November 14, 2024

On October 4, 2019, Federal Reserve Board Governor Michelle Bowman attended the “Federal Reserve Listening” event held at the Federal Reserve headquarters in Washington, DC.

Eric Baradat | AFP | Getty Images

Federal Reserve Governor Michelle Bowman said on Friday that interest rates may have to be raised to control inflation, rather than a rate cut as her colleagues have suggested and markets had expected.

Bowman noted there are some potential upside risks to inflation and said policymakers need to be careful not to ease policy too quickly.

“While this is not my baseline outlook, I still think we may need to raise policy rates further at future meetings if inflation stalls or even reverses,” she said in remarks prepared for the panel. The Fed in New York Observers. “Lowering policy rates too early or too quickly could cause inflation to rebound, requiring further increases in policy rates to return inflation to 2% in the longer term.”

As a member of the Board of Governors, Bowman is a permanent voting member of the rate-setting Federal Open Market Committee. Her public speeches since taking office in late 2018 have taken her stance on the FOMC to be more hawkish, meaning she favors a more aggressive stance to curb inflation.

Bowman said her most likely outcome remains “eventually an appropriate lowering” of interest rates, though she noted that “we’re not quite there” yet because “I still see some upside risks to inflation.”

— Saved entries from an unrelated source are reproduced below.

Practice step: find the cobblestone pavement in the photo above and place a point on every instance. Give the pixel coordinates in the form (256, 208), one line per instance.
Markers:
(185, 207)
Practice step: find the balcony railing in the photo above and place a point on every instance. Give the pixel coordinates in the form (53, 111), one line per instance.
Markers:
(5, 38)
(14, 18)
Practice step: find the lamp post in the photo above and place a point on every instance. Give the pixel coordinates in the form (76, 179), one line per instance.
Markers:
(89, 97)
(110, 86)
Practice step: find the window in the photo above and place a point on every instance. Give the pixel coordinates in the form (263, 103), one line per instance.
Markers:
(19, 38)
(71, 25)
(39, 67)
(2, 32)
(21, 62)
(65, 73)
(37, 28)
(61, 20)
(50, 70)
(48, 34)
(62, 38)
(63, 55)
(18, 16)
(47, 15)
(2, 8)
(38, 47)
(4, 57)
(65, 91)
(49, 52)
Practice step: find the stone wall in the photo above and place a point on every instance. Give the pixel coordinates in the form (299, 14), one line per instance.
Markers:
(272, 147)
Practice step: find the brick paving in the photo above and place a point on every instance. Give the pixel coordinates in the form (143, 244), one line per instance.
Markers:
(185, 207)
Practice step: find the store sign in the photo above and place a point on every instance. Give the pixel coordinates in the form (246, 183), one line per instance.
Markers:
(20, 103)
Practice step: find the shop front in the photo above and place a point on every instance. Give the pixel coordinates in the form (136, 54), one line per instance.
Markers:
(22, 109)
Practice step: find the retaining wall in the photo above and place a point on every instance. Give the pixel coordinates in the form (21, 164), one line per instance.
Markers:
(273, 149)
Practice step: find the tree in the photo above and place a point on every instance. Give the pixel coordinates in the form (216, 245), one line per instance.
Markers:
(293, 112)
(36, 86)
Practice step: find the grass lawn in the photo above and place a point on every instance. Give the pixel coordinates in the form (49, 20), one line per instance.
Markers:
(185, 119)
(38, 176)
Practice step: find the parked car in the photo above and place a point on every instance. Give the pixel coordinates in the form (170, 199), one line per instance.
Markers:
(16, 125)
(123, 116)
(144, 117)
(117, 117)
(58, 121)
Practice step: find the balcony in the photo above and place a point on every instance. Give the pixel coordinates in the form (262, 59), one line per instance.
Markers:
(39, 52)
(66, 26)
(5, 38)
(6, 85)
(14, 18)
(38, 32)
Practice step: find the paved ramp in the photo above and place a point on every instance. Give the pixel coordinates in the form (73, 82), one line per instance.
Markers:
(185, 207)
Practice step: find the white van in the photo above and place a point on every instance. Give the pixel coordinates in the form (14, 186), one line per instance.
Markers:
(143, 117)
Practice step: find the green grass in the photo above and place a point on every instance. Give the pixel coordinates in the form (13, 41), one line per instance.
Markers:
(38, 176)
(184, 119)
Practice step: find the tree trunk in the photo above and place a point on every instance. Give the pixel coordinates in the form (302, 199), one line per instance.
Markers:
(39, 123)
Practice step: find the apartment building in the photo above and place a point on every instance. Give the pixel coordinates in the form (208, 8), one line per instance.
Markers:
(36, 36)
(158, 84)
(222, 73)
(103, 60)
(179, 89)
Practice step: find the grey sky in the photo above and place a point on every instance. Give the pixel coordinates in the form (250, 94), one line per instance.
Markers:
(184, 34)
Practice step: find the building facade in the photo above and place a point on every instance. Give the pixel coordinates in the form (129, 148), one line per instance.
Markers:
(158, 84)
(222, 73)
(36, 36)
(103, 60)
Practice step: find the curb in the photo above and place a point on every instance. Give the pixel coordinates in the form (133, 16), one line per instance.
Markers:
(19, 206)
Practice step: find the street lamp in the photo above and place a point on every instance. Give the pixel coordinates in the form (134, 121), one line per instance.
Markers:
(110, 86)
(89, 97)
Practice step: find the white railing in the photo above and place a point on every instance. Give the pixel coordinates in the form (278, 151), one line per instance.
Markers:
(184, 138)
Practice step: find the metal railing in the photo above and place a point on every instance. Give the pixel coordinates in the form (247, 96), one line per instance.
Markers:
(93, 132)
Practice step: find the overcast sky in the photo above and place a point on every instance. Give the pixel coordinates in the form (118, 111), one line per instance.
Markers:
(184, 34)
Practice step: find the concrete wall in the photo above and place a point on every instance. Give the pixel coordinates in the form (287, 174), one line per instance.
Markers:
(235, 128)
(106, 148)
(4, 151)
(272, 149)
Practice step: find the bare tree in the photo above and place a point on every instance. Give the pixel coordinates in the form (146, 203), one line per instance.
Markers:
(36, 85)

The speech to the shadow Open Market Committee comes as markets are nervous about the near-term outlook for Fed policy. Statements this week from several officials, including Chairman Jerome Powell, suggested they were taking a cautious approach to cutting interest rates. Atlanta Fed President Raphael Bostic, an FOMC electorate, told CNBC he may only cut rates once this year, while Minneapolis Fed President Nir Kashkari It said it would not cut interest rates if inflation did not slow further.

Futures traders expect three interest rate cuts this year, but the June-July rate cuts are already coming at a critical time. Federal Open Market Committee (FOMC) members in March also expected three interest rate cuts this year, but an unidentified official in the “dot plot” said that interest rates would not be cut until 2026, and there was no doubt about what proactive measures the central bank would take. , there are considerable differences between the parties.

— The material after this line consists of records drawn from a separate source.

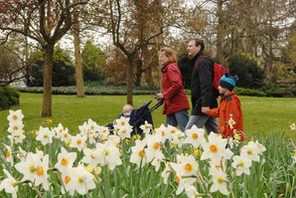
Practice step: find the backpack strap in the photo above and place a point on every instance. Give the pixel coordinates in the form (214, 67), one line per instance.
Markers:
(200, 58)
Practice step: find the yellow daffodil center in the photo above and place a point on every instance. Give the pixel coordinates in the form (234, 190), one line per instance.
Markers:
(80, 179)
(214, 148)
(250, 151)
(64, 162)
(220, 179)
(241, 164)
(67, 179)
(32, 169)
(188, 167)
(40, 171)
(194, 136)
(141, 153)
(197, 153)
(156, 145)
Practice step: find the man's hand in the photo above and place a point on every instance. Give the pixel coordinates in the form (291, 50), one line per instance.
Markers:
(205, 110)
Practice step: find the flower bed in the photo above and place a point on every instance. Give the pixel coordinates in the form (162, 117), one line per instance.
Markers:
(161, 163)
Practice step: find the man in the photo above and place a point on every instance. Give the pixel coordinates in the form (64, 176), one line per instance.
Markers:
(203, 93)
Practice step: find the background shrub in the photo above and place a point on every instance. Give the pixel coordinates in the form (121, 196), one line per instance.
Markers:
(248, 69)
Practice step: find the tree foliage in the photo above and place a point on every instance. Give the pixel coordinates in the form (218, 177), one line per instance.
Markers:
(93, 62)
(63, 69)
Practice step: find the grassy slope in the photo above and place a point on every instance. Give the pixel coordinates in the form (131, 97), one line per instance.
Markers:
(261, 115)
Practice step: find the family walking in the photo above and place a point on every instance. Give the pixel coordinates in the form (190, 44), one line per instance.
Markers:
(204, 96)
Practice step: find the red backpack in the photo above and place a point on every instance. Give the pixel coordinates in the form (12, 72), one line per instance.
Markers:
(219, 71)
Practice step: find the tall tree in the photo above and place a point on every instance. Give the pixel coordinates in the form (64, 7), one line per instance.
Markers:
(44, 21)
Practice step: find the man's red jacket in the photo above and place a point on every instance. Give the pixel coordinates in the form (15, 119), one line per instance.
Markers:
(173, 90)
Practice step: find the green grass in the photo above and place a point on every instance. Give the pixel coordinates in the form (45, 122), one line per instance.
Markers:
(262, 115)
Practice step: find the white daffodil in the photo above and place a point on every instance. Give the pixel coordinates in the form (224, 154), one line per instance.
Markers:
(15, 116)
(115, 140)
(41, 173)
(44, 135)
(166, 172)
(293, 126)
(172, 131)
(261, 148)
(163, 132)
(93, 137)
(91, 157)
(92, 126)
(125, 131)
(78, 142)
(84, 129)
(191, 192)
(110, 155)
(17, 137)
(59, 131)
(219, 182)
(138, 155)
(146, 127)
(122, 122)
(153, 146)
(15, 127)
(215, 148)
(250, 151)
(8, 184)
(178, 138)
(180, 176)
(156, 162)
(66, 137)
(195, 136)
(9, 157)
(241, 165)
(65, 159)
(81, 180)
(103, 133)
(34, 169)
(21, 154)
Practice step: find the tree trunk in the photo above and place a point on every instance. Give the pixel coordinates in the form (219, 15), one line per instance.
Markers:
(129, 80)
(47, 79)
(78, 65)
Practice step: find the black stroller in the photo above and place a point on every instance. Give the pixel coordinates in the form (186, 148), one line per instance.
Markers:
(139, 116)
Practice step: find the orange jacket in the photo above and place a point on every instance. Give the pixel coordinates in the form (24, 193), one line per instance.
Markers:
(229, 107)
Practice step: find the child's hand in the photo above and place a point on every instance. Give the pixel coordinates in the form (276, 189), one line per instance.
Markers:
(159, 96)
(205, 110)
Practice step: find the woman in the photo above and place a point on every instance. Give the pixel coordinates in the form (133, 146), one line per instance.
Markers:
(176, 103)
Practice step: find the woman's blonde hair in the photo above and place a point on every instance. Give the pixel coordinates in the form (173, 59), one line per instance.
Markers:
(168, 52)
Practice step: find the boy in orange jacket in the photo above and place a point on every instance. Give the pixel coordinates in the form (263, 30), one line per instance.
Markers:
(229, 110)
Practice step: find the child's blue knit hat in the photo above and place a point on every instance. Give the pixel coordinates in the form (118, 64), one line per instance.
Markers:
(228, 81)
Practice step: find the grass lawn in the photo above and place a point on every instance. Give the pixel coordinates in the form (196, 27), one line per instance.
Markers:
(262, 115)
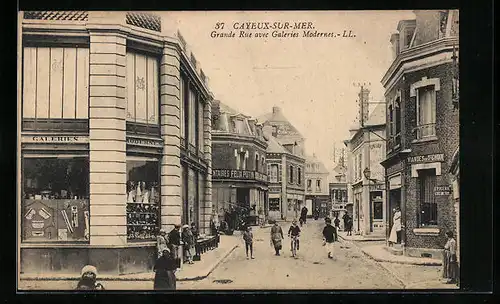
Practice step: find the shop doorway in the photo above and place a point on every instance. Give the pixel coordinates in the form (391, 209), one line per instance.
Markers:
(394, 202)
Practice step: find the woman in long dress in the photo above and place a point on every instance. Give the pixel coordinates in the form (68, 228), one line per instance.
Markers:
(276, 237)
(450, 264)
(165, 268)
(396, 227)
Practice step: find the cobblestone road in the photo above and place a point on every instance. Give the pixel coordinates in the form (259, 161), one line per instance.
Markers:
(311, 270)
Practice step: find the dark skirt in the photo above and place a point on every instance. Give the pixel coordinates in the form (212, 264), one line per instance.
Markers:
(165, 280)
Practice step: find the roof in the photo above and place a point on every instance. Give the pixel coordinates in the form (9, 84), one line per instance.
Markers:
(314, 160)
(377, 117)
(273, 145)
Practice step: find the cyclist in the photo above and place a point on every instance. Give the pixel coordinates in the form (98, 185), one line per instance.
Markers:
(294, 233)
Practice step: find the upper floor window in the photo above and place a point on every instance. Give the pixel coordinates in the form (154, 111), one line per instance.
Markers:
(426, 112)
(55, 87)
(273, 175)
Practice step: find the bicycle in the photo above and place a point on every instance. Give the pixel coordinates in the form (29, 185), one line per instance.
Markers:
(294, 241)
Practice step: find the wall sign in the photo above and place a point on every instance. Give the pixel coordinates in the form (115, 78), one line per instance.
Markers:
(442, 190)
(429, 158)
(144, 142)
(54, 139)
(238, 174)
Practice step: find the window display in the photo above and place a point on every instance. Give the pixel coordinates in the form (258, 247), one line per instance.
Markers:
(56, 202)
(143, 199)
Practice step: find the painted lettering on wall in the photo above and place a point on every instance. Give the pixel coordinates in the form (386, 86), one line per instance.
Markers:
(429, 158)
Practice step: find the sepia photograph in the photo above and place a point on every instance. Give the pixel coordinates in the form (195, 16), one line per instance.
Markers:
(238, 150)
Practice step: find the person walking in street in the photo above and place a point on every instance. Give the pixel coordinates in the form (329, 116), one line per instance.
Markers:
(88, 280)
(174, 243)
(164, 269)
(276, 237)
(395, 236)
(303, 215)
(248, 238)
(294, 232)
(329, 237)
(161, 242)
(450, 263)
(337, 222)
(189, 242)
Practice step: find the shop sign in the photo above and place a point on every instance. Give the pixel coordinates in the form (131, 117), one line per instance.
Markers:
(144, 142)
(394, 168)
(55, 139)
(238, 174)
(442, 190)
(429, 158)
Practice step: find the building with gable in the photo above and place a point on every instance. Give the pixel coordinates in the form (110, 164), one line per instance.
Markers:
(422, 94)
(239, 170)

“Given the risks and uncertainties in my economic outlook, I will continue to watch the data closely as I evaluate the appropriate path for monetary policy and remain cautious when considering future changes to the policy stance,” Bowman said.

Weighing inflation risks, she said supply-side improvements that helped numbers fall this year may not have the same impact going forward. In addition, she cited geopolitical risks and fiscal stimulus as other upside risks, as well as persistently higher home prices and a tight labor market.

“Inflation data from the past two months suggest that progress may be uneven or slower going forward, particularly for core services,” Bowman said.

Fed officials will focus on inflation data on Wednesday, when the Labor Department releases its March consumer price index report.